I recently reread 'The Tao of Pooh and Te of Piglet', which I think I last read 10+ years ago :O It felt a bit dated (the 'Tao of Pooh' is 40 years old and has worn better than 'The Te of Piglet', which is 30 years old and felt VERY 90s), but it reminded me how much I love the Pooh books. So, I'm now rereading those - I'm about half way through 'The House at Pooh Corner'. When I read them to the kids, I used different voices for all the characters and they loved them. The only voice I couldn't really settle was for Tigger.
I had a vague memory of hearing that the 'real' Christopher Robin wasn't very keen on the books, so I looked it up. He suffered years of bullying at school because of them. And it wasn't even 'really' him in the stories - more his father's imagined son who had the same name. He made peace with it all by writing his autobiography - but the reality was quite a looong way from the stories. It might have been better if Milne had waited to publish them until his son was grown up.
It adds a certain poignancy to the stories, but I shall continue to read and enjoy them.
Anyway, it's Saturday, so I have Stuff To Do. See you next week, DW!
(no subject)
Date: 2022-04-09 05:06 pm (UTC)It's even down to the way IDs are stored in, say, Microsoft Active Directory - you know, the security structure that underpins *most* tech in the world - instead of an immutable number and a matched, mutable text string, it's an immutable text string, and you can't change it without collossally fucking everything up, which absolutely sucks for anyone who has to change their name because most places use your name as your login. So for example, let's take a person named Anne Williams, whose login is awilliams under MS. What *should* be done is Anne gets assigned a unique ID number (let's say, 44350) but humans are bad at remembering those, so we tell the system "and the login awilliams means 44350." Computers are smart enough to handle this. Then if Anne marries/divorces and her surname becomes Reese, you change the string to areese and the system knows that's still 44350, no problem.
What actually happens - again, in the thing used by most of the world - is you set up Anne as awilliams and then when she changes her name, you have the choice of breaking and recreating literally all of her security and logins and losing all her history, or making her continue to use the incorrect surname, because "the system doesn't handle it well." because nobody thought it would need to.
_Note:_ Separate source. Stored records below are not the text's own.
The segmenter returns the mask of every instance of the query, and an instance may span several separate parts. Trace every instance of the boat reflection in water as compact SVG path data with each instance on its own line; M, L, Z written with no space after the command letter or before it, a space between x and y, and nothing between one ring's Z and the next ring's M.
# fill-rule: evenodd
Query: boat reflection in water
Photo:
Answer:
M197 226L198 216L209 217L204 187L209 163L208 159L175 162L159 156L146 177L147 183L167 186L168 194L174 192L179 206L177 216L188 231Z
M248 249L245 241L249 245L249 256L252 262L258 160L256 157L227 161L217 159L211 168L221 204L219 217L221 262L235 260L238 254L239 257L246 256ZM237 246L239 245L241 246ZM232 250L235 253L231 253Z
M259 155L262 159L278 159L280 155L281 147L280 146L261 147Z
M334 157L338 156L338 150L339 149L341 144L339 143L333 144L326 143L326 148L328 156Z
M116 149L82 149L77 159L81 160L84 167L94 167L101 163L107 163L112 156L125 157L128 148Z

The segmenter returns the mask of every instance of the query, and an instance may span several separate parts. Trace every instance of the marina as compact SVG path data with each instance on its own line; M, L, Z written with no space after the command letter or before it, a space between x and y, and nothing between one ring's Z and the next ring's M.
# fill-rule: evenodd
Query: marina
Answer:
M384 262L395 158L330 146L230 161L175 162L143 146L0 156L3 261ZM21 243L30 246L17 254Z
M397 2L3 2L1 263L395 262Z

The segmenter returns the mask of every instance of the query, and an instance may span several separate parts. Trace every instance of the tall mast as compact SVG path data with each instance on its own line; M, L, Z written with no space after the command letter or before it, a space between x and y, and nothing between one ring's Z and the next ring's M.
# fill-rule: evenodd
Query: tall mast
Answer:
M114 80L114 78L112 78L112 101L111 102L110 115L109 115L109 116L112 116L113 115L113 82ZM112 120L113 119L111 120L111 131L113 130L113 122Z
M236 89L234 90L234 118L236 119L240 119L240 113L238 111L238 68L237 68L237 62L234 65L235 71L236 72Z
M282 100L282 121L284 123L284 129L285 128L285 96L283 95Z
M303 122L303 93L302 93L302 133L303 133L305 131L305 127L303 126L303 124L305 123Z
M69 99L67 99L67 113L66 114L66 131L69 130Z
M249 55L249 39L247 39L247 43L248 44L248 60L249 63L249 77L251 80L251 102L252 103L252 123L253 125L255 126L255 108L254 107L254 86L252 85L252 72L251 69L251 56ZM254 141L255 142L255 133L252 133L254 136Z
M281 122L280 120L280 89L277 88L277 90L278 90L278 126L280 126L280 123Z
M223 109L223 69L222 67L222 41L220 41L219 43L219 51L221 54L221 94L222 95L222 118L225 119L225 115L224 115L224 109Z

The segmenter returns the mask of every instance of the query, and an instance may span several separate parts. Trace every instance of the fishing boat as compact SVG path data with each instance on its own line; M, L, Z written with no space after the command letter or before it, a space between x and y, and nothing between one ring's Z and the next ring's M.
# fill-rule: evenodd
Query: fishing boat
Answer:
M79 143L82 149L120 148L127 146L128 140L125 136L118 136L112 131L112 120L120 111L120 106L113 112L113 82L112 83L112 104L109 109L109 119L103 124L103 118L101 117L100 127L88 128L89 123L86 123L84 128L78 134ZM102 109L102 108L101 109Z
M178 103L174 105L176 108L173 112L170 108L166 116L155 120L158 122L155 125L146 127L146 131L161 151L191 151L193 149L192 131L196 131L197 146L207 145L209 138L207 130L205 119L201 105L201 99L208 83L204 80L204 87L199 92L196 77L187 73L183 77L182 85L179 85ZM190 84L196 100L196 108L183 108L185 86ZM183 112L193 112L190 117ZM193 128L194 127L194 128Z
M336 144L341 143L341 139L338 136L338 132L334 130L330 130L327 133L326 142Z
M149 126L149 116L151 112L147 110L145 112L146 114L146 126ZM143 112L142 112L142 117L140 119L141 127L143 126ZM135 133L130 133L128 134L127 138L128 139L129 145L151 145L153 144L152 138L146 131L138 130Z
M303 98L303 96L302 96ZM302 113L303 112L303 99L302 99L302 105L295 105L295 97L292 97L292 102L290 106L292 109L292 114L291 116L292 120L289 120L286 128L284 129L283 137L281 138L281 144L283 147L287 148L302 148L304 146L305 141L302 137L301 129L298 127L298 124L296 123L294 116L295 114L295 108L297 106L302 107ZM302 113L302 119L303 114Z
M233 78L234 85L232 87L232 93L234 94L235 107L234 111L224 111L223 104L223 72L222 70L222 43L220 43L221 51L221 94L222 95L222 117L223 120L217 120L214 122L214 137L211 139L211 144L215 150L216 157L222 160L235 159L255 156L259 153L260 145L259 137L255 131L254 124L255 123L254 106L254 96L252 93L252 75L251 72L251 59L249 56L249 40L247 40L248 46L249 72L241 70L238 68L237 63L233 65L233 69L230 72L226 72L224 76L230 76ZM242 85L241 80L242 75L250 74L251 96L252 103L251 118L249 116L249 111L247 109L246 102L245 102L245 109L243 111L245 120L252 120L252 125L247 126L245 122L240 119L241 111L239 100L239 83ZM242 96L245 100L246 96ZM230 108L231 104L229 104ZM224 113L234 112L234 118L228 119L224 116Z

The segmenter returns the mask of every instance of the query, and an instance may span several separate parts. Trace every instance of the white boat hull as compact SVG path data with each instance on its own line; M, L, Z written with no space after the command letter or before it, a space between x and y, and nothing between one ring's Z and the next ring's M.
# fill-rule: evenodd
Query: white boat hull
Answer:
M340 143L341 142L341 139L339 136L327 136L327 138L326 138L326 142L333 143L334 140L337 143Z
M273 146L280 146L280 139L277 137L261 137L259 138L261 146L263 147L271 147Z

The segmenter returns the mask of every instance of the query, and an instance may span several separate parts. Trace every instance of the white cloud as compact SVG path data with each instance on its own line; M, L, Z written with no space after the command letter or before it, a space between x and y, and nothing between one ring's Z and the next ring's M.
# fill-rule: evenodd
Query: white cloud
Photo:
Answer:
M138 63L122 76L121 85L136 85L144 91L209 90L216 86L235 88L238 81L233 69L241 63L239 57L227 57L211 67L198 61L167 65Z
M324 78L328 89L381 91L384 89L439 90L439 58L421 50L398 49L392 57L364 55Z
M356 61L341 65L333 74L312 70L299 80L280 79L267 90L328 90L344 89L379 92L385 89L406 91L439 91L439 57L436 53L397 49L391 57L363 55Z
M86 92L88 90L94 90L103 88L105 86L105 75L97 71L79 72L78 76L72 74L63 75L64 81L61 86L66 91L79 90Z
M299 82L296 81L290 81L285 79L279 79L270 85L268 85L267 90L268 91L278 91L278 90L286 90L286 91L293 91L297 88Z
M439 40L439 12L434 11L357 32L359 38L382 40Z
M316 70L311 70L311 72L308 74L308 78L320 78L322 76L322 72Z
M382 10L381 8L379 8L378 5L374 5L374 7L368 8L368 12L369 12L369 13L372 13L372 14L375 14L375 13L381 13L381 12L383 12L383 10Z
It's "little" stuff, but it's also a big honking red flag that you don't belong here blaring on repeat, every single time.
(I did not change my name when I got married because I took one look at the paperwork and decided "Fuck it." Of the people I went to college with, only three have changed their names upon marriage; some had professional credentials established under their birth names that would have been difficult to convert, but most of us just went "well that's fucking annoying." And yet, even this choice had problems, like me spending five whole minutes - in the year of our lord 2017 - arguing with the bureaucrat at the passport office that yes, in fact, I have a different surname from my husband and no, I don't use his, yes, I'm certain, I only use my birth name.)
So many assumptions reminding me I'm not a real person in my own right--and I have it easy, because I have an (unusually spelled) coded-White name that people won't look at and go "lol that's not a real name."